Firebird – a thriller with high stakes and realistic physics

Firebird

One of my intents was to write a story in which the science was essential; another was for it to be entertaining.
Tony Rothman, (From the Author).

Firebird is a mythological bird from the Slavic folklore. Sometimes it is large, sometimes peacock-like; its feathers are magnificent fiery red, orange, and yellow. In folk tales heroes go on quests to capture the bird. In Tony Rothman’s novel, heroes embark on a similarly difficult and perilous task – that of supplying the mankind’s need for clean and affordable energy, by creating nuclear fusion here on Earth.

In Firebird, there are two leading fusion facilities: ITER (International Thermonuclear Experimental Reactor) in France and CFRC (Controlled Fusion Research Center) in Texas. Both are in experimental stage, probably years before they might achieve fusion. The protagonist, Dr. Nathaniel Machuzak, is a nuclear physicist in charge of one of CFRC’s units. To his surprise, the director of the Center has ordered to achieve fusion on the day of the CFRC’s dedication.

The stakes are high. The tag price for each machine is astronomical. Corporations and politicians want limitless, safe energy, but they are not ready to shell out the money when there is no guarantee that a machine can replicate the conditions that exist at the cores of stars. Rival scientists have different agendas, and no one actually knows what might work. The stress level skyrocket, then an explosion puts the entire project at risk. Accusations are rife. Scientists’ and engineers’ lives are endangered. Police investigation uncovers secrets that make one wonder who are the good guys.

For me, the most interesting part is the real physics entwined in the story. While the facility in Texas is fictional, ITER is real, and is actually being built in France (see Wikipedia and iter.org). Reading Firebird, questions kept piling in my mind. ITER is a huge endeavor in every respect. In monetary terms, investment in fusion eclipses that in LHC in CERN. However, PR for fusion, and ITER specifically, seems to be very low key. Since fusion is rarely mentioned in news about physics, here is some background (from iter.org):

Following the first fusion experiments in the 1930s, fusion physics laboratories were established in nearly every industrialized nation. By the mid-1950s “fusion machines” were operating in the Soviet Union, the United Kingdom, the United States, France, Germany and Japan. Through these, scientists’ understanding of the fusion process was gradually refined.
A major breakthrough occurred in 1968 in the Soviet Union. Researchers there were able to achieve temperature levels and plasma confinement times—two of the main criteria to achieving fusion—that had never been attained before. The Soviet machine was a doughnut-shaped magnetic confinement device called a tokamak.
From this time on, the tokamak was to become the dominant concept in fusion research, and tokamak devices multiplied across the globe.
Fusion research has increased key fusion plasma performance parameters by a factor of 10,000 over 50 years; research is now less than a factor of 10 away from producing the core of a fusion power plant.
US fusion installations have reached temperatures of several hundred million degrees Celsius.”

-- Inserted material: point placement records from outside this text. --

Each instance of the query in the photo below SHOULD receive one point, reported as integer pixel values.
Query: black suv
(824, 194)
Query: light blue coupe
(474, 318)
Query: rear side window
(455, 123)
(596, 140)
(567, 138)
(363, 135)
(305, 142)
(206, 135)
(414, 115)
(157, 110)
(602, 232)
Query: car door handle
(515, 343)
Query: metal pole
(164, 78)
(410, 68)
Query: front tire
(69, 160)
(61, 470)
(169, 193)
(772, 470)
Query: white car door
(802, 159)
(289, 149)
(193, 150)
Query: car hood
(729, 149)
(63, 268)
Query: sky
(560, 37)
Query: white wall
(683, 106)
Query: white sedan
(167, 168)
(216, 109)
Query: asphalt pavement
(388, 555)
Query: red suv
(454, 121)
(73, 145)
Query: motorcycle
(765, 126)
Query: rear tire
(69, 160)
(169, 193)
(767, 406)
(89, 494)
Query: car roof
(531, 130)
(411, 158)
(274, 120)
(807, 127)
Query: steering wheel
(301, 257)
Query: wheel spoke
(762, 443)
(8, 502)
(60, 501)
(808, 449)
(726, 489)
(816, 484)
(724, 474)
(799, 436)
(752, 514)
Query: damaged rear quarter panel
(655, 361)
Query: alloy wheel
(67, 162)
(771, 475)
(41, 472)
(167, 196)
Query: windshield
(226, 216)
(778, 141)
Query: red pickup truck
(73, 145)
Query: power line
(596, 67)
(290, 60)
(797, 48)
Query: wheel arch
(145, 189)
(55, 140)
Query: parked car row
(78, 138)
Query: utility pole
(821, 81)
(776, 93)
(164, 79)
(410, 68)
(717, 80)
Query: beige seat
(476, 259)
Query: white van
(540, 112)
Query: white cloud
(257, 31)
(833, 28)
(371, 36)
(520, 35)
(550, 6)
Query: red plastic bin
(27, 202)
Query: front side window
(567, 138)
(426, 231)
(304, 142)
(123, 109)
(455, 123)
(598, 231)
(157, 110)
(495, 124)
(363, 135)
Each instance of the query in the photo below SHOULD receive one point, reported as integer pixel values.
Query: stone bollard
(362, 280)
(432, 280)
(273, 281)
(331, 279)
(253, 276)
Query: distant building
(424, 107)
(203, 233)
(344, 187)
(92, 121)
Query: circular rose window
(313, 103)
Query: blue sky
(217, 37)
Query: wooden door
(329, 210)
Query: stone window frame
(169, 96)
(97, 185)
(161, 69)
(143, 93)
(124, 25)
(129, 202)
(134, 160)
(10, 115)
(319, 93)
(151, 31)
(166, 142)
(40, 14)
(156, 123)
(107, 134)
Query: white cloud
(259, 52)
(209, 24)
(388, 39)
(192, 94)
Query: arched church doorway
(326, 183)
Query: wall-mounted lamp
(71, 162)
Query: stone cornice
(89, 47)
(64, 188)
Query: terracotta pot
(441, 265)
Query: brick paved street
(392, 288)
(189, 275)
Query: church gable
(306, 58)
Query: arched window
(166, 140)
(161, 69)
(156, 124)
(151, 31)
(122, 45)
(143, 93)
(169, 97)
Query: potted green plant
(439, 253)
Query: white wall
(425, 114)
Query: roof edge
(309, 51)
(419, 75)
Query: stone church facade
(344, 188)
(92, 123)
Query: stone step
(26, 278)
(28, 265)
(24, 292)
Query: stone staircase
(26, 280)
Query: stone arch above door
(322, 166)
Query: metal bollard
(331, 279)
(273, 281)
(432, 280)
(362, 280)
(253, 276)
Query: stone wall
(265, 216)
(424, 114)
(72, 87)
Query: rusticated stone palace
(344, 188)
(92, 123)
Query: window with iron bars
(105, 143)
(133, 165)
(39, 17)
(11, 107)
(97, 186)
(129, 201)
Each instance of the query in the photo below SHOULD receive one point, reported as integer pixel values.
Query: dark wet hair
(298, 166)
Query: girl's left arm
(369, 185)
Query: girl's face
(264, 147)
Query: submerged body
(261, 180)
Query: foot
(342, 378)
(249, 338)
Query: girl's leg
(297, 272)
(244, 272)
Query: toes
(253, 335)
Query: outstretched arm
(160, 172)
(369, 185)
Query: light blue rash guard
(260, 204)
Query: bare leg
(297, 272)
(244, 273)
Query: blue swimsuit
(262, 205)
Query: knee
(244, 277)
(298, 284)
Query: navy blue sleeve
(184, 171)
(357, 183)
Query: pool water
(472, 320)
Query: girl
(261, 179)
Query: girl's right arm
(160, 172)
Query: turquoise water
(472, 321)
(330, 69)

ITER, which means “the way” in Latin, aims to demonstrate the feasibility of fusion. The scientific goal of the project is:

“ to deliver ten times the power it consumes. From 50 MW of input power, the ITER machine is designed to produce 500 MW of fusion power—the first of all fusion experiments to produce net energy.
During its operational lifetime, ITER will test key technologies necessary for the next step: the demonstration fusion power plant that would prove that it is possible to capture fusion energy for commercial use.”
(from iter.org).

ITER tokamak

In real world, it’ll take years before ITER’s construction will be complete, and experiments will commence. In Firebird, Tony Rothman leaped over a few decades: ITER is operational and so is its American (fictional) counterpart, the CFRC. Both facilities are populated with a multinational cast of scientists. Will either of them achieve fusion? The race is on, and neither side is ready to give up. The scientists on each side are ingenious, but is it enough when their opponents restore to intimidation, sabotage and killing?